Andy Razaf, Race, and Double Consciousness

A bully with a gun doesn’t always get the art he orders.

New York gangster Dutch Schultz invested in a show at Connie’s Inn, a Harlem nightclub catering to wealthy whites and serving booze during prohibition. Gangsters profited enormously from such clubs during prohibition, and nothing brought in the profits like famous entertainers on the bill. The show at Connie’s Inn was called “Hot Chocolates” and it featured the biggest names in jazz – Louis Armstrong, Fats Waller, and Edith Wilson. The show contained the soon-to-be-famous Waller-Razaf composition “Ain’t Misbehavin'”, but Schultz wasn’t satisfied. He wanted a song that allowed the audience to laugh at the expense of black people. Perhaps he imagined that such a reaction from the audience would generate more profits; perhaps he was just mean-spirited. He ordered Razaf to write “a song about a ‘colored girl’ singing about how hard it is to be black.” [Singer]

Andy Razaf, like his grandfather John Waller (no relation to Razaf’s writing partner, Fats Waller), made the most of his opportunities for advancement. John Waller had worked his way from slavery to become U.S. consul to Madagascar. Andy Razaf had worked his way from elevator operator in the Brill Building to become a significant lyricist in Tin Pan Alley at a time when few blacks worked on Broadway or in publishing.

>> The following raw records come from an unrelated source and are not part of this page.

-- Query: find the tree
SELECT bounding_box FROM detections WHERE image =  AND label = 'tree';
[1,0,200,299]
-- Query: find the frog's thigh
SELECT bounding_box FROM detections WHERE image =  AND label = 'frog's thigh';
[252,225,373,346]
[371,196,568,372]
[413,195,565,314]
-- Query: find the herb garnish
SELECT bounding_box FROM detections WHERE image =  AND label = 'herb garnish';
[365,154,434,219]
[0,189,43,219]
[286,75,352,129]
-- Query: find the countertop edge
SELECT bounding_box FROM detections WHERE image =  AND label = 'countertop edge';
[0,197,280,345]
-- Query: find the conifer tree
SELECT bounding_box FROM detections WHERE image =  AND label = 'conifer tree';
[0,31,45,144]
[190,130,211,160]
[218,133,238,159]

He wasn’t about to demean himself, but he couldn’t ignore the gun Dutch Schultz shoved in his face.

Razaf wrote:

Brown and yellows / All have fellows
Gentlemen prefer them light

Old empty bed / Springs hard as lead
Feel like old Ned / Wish I was dead
All my life through I’ve been so black and blue

Even the mouse / Ran from my house
They laugh at you / and scorn you too
What did I do to be so black and blue?

I’m white inside / But that don’t help my case
‘Cuz I can’t hide / What is in my face

How will it end / Ain’t got a friend
My only sin / Is in my skin
What did I do to be so black and blue?

These lyrics offer a double message – one for patronizing white audiences, another for blacks and sympathetic whites. The first stanza furnishes the narrative context for the song, a woman’s lament over lost love. Louis Armstrong deletes it, thus changing the meaning of the song so that it only makes sense as a commentary on the plight of blacks in general. The line, “What did I do to be so black and blue?” refers to being very black (color) and very blue (mood). But it also means, What did I do to get the shit beaten out of me?

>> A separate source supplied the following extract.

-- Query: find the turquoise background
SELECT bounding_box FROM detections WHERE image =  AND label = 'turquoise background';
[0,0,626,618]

The next verse, “Old empty bed/ Springs hard as lead/ Feel like old Ned/ Wish I was dead” means My lover is gone from my bed, but it also means, I’m so poor, my bed has no sheets and blankets.

The rest of the song offers similar double messages. When Armstrong performs pop songs, he “doubles” the messages in his performance just as Razaf does in his lyrics. Louis had a gun pulled on him too (in Chicago) and he knew what to say to keep his skin, but he never stopped communicating to his core audience.